Он достал одну рюмку и, наполнив ее, сразу же выпил. Закусил скучавшим в вазочке мармеладом.
— Вчера на презентации одной книги был в издательстве.
— Ну и как?
— Книга — дерьмо, зато коньяк был хороший.
— Теперь понятно, откуда головная печаль, — пригубил я чашку с чаем.
— Вечером заливаем грусть, утром — сушняк, так и переливаем из пустого в порожнее, — Клим налил себе еще одну. Махнул и снова закусил мармеладом. — Что-то не клеится сегодня, может быть, встал не с той ноги?
— А может, не с теми лег?
— С теми, с теми. Цвет мне нужен. Никак не могу поймать нужный тон. Темпера имеет такую особенность, что, когда подсыхает, меняет оттенок, — уже мешал краски на палитре Клим.
— То же самое можно и про людей сказать. С утра у каждого свой оттенок. Сразу видно, с кем спал, где и сколько, — вытянул я свежий журнал из кипы, чтобы не мешать творцу, и начал просматривать заголовки.
Минут пять прошло в тишине, только еле заметный скрип кисти по холсту: Клим усиленно что-то затирал в поисках тона.
— Я еду в Париж, — невозмутимо продолжал выводить цвет Клим.
— Серьезно?
— Вполне.
— Надолго?
— Надеюсь. Мне на следующей неделе должны привезти готовые подрамники с холстами. Тебе придется их встретить и рассчитаться. Оставлю деньги и ключи, мастерская тоже будет в твоем распоряжении. Я дам твой номер мастеру, он сам позвонит. Его зовут Прохор.

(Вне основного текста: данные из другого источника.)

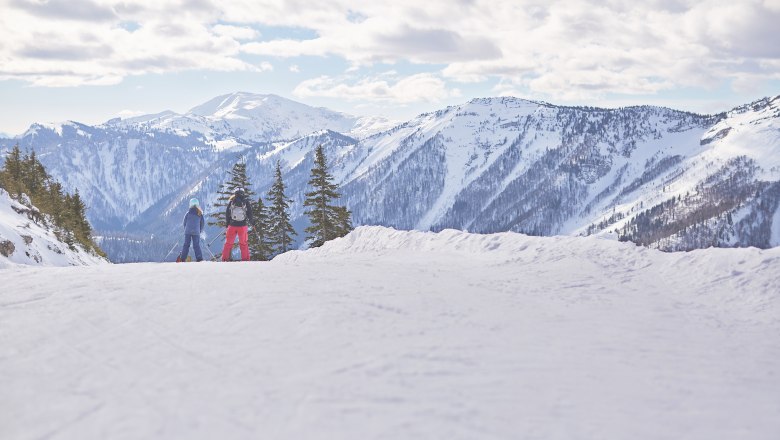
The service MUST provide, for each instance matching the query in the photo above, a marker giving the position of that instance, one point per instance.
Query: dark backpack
(238, 211)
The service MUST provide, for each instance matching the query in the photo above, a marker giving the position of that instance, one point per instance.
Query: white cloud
(560, 49)
(235, 32)
(422, 87)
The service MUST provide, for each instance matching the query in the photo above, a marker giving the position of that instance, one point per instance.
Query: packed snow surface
(400, 335)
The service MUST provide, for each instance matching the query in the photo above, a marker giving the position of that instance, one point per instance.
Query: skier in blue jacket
(193, 226)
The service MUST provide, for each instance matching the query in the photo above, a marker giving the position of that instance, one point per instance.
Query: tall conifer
(327, 221)
(280, 230)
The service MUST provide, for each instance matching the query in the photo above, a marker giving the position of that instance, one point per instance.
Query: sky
(92, 60)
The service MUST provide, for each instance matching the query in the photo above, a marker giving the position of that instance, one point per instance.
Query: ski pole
(215, 238)
(213, 257)
(169, 252)
(208, 249)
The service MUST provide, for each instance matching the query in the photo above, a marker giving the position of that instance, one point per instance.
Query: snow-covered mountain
(237, 118)
(657, 176)
(25, 239)
(389, 334)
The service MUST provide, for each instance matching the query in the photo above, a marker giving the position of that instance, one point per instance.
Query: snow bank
(25, 242)
(394, 335)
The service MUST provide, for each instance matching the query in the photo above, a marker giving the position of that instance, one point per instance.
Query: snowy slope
(26, 240)
(398, 335)
(664, 178)
(248, 117)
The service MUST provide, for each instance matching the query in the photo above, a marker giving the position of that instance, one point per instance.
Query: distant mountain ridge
(26, 240)
(664, 178)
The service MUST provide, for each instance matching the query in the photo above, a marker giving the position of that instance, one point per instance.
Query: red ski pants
(230, 238)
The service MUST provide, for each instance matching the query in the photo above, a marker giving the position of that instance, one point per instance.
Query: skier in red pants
(238, 216)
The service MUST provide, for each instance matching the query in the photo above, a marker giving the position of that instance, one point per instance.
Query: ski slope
(400, 335)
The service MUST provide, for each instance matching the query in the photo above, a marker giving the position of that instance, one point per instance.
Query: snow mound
(23, 241)
(387, 334)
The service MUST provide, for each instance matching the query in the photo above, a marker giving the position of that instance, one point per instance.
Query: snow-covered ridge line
(506, 245)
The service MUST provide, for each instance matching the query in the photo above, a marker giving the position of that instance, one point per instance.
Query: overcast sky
(91, 60)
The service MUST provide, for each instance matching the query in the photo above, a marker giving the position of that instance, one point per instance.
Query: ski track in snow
(396, 335)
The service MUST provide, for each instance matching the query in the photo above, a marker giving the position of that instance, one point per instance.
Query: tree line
(26, 180)
(272, 233)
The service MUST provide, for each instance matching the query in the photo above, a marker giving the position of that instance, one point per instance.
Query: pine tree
(259, 246)
(11, 174)
(280, 231)
(25, 178)
(327, 221)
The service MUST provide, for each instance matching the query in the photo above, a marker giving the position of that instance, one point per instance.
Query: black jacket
(242, 201)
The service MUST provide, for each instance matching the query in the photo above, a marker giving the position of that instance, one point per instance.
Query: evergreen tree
(25, 178)
(259, 245)
(280, 231)
(11, 175)
(327, 221)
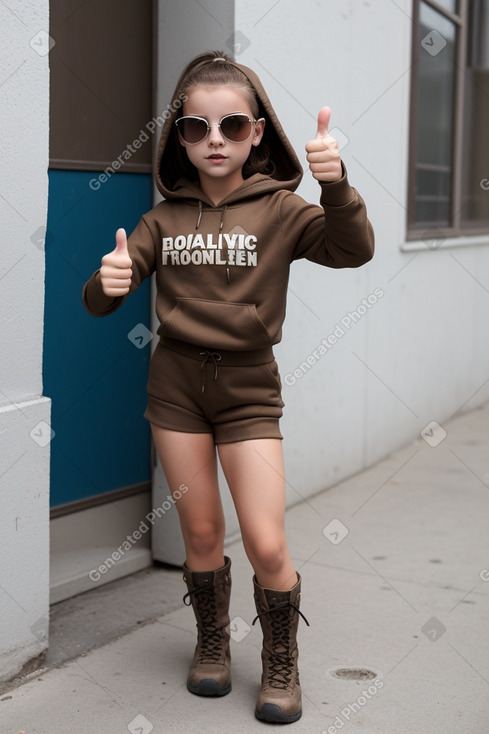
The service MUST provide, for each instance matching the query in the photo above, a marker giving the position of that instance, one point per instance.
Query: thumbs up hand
(322, 153)
(115, 272)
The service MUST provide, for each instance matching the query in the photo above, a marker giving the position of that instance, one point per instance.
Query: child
(221, 245)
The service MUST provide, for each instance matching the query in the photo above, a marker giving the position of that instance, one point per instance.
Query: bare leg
(254, 470)
(190, 459)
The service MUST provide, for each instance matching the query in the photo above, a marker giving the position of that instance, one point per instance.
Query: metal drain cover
(354, 674)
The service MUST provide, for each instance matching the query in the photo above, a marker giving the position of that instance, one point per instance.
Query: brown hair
(215, 69)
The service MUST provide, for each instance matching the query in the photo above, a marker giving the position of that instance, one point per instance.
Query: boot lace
(281, 662)
(211, 634)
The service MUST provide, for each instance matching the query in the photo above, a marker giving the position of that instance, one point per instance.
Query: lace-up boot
(280, 699)
(209, 594)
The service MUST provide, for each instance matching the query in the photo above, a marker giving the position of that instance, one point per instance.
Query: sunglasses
(236, 128)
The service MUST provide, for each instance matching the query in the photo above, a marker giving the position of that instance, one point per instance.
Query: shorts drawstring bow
(207, 355)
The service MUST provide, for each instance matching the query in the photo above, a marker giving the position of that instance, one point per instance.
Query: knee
(268, 555)
(205, 538)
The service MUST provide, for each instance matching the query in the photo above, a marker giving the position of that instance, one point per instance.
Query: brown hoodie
(222, 271)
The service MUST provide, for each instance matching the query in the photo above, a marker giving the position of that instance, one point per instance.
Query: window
(449, 148)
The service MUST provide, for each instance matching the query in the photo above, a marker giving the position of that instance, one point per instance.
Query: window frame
(417, 231)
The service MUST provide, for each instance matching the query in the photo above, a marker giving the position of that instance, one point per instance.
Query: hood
(169, 175)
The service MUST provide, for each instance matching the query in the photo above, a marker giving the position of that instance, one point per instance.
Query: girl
(221, 245)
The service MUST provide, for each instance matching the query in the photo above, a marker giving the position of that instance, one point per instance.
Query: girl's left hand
(323, 155)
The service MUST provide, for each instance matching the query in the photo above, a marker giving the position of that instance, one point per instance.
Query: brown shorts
(233, 395)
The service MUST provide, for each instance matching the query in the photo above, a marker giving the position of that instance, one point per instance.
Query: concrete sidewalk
(395, 574)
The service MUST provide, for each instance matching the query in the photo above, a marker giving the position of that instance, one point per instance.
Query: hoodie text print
(222, 271)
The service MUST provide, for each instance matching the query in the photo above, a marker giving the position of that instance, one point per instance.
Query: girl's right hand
(115, 272)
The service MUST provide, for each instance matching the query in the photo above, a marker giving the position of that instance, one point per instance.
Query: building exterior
(370, 359)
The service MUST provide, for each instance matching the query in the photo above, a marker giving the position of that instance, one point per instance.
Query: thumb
(323, 122)
(121, 242)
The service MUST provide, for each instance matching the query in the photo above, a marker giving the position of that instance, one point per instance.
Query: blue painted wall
(94, 374)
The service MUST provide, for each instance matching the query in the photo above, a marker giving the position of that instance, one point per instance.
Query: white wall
(24, 459)
(420, 352)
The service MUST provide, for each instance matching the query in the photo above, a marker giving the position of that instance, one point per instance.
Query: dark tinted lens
(236, 127)
(192, 129)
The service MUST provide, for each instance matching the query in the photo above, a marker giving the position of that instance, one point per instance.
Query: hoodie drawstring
(221, 225)
(200, 215)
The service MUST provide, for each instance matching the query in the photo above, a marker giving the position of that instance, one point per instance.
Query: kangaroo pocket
(219, 324)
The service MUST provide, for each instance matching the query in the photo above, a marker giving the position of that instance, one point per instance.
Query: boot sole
(274, 715)
(208, 687)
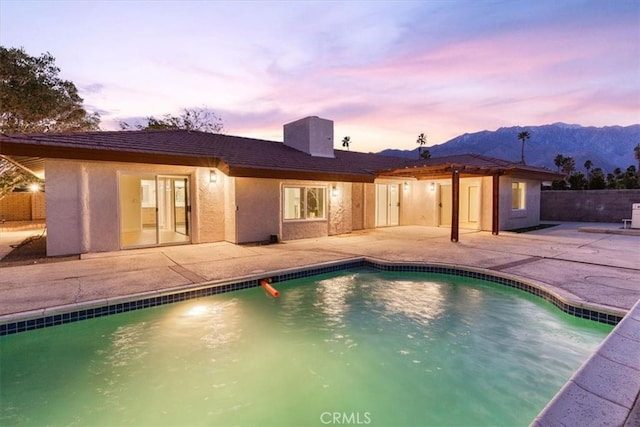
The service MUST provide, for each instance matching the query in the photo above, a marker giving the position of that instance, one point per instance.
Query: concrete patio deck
(601, 270)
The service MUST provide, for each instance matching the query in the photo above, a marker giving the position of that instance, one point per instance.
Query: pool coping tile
(584, 400)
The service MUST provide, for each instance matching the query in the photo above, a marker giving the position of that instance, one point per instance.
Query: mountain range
(607, 147)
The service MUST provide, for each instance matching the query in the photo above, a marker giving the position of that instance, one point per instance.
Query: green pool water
(351, 348)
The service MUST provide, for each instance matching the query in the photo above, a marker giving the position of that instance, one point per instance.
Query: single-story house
(107, 191)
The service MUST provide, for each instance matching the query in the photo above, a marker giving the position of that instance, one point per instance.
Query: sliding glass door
(154, 210)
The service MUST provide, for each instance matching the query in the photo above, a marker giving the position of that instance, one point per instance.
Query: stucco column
(455, 204)
(85, 219)
(495, 211)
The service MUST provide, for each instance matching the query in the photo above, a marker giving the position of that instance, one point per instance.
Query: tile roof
(236, 156)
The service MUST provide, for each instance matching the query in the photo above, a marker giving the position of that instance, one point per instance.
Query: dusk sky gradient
(383, 71)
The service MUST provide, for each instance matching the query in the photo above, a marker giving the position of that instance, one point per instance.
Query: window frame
(521, 186)
(304, 213)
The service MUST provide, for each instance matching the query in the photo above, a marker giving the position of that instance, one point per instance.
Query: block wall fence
(23, 207)
(587, 205)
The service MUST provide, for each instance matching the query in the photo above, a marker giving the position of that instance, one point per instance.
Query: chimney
(311, 135)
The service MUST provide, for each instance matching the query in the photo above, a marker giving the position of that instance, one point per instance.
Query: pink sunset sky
(384, 72)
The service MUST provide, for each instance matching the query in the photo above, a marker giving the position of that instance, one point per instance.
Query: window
(304, 203)
(518, 195)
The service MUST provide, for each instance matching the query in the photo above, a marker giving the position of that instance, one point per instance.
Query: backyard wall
(588, 205)
(22, 207)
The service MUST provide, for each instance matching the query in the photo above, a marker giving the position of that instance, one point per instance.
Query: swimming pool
(355, 347)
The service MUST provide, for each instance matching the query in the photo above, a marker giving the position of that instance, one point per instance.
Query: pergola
(473, 166)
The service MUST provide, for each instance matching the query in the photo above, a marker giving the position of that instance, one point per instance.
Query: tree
(577, 181)
(558, 161)
(523, 136)
(199, 119)
(33, 97)
(12, 176)
(346, 141)
(629, 179)
(422, 141)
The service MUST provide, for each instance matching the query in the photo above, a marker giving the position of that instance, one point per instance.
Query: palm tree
(346, 141)
(558, 161)
(422, 140)
(523, 136)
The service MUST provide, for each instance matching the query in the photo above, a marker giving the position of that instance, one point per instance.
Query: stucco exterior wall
(530, 216)
(258, 209)
(84, 206)
(357, 206)
(486, 210)
(588, 205)
(64, 229)
(208, 215)
(418, 204)
(230, 208)
(369, 205)
(340, 208)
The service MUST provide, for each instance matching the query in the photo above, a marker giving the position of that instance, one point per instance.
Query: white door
(445, 205)
(387, 205)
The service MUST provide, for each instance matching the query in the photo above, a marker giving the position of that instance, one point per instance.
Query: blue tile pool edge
(43, 318)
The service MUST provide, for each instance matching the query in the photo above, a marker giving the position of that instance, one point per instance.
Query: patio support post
(455, 204)
(495, 213)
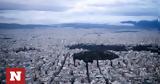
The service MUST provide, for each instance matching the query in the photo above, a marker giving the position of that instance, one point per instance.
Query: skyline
(82, 11)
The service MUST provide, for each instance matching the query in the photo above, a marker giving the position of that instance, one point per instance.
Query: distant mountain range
(144, 23)
(139, 24)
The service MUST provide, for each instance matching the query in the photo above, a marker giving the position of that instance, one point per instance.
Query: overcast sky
(84, 11)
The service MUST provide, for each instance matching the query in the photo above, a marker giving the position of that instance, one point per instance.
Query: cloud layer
(62, 11)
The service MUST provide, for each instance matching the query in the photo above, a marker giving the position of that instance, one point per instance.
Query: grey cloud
(16, 6)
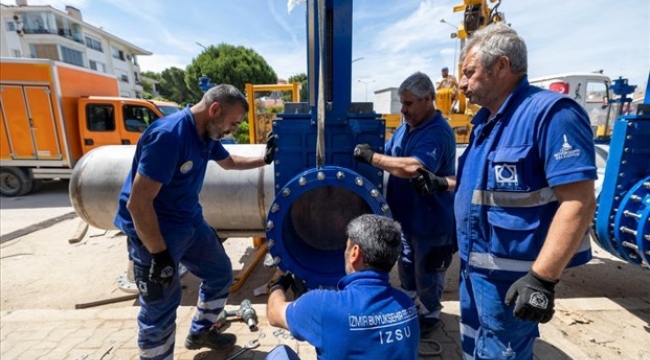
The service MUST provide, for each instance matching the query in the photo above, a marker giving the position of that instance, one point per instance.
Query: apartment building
(45, 32)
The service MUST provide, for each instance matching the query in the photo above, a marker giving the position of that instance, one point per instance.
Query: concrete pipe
(234, 202)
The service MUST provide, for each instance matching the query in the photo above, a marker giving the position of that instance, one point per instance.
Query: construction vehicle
(622, 221)
(593, 92)
(166, 107)
(52, 113)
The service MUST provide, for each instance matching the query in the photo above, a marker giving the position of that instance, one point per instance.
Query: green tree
(174, 88)
(302, 80)
(147, 87)
(228, 64)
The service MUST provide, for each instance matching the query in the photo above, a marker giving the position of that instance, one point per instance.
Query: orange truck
(52, 113)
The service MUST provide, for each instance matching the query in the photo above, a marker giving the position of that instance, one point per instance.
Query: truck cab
(112, 120)
(591, 90)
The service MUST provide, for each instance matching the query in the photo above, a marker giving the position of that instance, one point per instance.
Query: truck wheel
(14, 182)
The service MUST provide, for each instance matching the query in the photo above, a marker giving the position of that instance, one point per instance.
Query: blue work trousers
(488, 328)
(201, 252)
(422, 266)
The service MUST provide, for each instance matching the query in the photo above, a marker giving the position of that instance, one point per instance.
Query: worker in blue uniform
(424, 140)
(365, 318)
(159, 212)
(524, 198)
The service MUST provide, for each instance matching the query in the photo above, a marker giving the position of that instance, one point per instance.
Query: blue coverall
(428, 241)
(504, 206)
(364, 319)
(172, 153)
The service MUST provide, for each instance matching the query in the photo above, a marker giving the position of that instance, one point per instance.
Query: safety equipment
(162, 268)
(269, 153)
(363, 153)
(535, 298)
(427, 182)
(285, 282)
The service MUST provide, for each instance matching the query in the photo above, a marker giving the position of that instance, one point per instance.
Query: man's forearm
(564, 237)
(402, 167)
(276, 308)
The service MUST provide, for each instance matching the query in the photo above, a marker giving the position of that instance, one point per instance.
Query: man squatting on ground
(159, 212)
(365, 318)
(524, 198)
(425, 139)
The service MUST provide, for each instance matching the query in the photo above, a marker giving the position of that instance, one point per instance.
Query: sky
(392, 38)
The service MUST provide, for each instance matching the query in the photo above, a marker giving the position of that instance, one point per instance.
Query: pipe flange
(321, 268)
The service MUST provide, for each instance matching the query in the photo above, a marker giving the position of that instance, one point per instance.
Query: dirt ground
(603, 308)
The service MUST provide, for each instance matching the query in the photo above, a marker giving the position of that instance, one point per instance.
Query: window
(44, 51)
(100, 117)
(97, 66)
(118, 54)
(72, 56)
(138, 118)
(94, 44)
(10, 25)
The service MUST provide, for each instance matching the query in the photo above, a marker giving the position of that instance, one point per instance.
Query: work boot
(212, 339)
(428, 326)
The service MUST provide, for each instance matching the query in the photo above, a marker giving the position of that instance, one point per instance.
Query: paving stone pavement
(110, 333)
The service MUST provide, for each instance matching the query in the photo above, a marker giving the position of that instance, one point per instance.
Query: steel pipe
(234, 202)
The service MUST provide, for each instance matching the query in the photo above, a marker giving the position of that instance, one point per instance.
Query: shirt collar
(363, 275)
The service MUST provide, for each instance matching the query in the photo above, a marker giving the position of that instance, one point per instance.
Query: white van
(591, 90)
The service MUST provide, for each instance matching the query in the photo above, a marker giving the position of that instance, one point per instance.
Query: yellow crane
(459, 112)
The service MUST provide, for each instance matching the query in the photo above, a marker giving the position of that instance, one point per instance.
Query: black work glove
(269, 153)
(162, 268)
(285, 282)
(535, 298)
(427, 182)
(363, 153)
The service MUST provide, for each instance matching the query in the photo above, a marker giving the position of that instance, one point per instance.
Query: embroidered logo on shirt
(506, 174)
(538, 300)
(567, 151)
(187, 166)
(434, 154)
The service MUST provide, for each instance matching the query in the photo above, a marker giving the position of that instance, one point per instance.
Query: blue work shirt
(505, 201)
(171, 152)
(365, 319)
(433, 144)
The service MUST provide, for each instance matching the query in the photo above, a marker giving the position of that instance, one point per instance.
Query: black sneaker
(212, 339)
(428, 326)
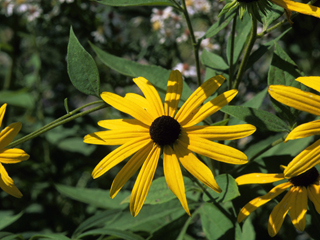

Клим достал сигарету из пачки и закурил. Он походил немного, затем сел на стул и стал вдумчиво изучать свое произведение. Табачный дым окутал его лицо, которое и без того было достаточно одухотворенным: лысый череп, мощный лоб, большие глаза с длинными ресницами, красивый правильный нос, полные вдохновенные губы. Ниже — подбородок, который изящно подчеркивал профиль. Настоящий художник.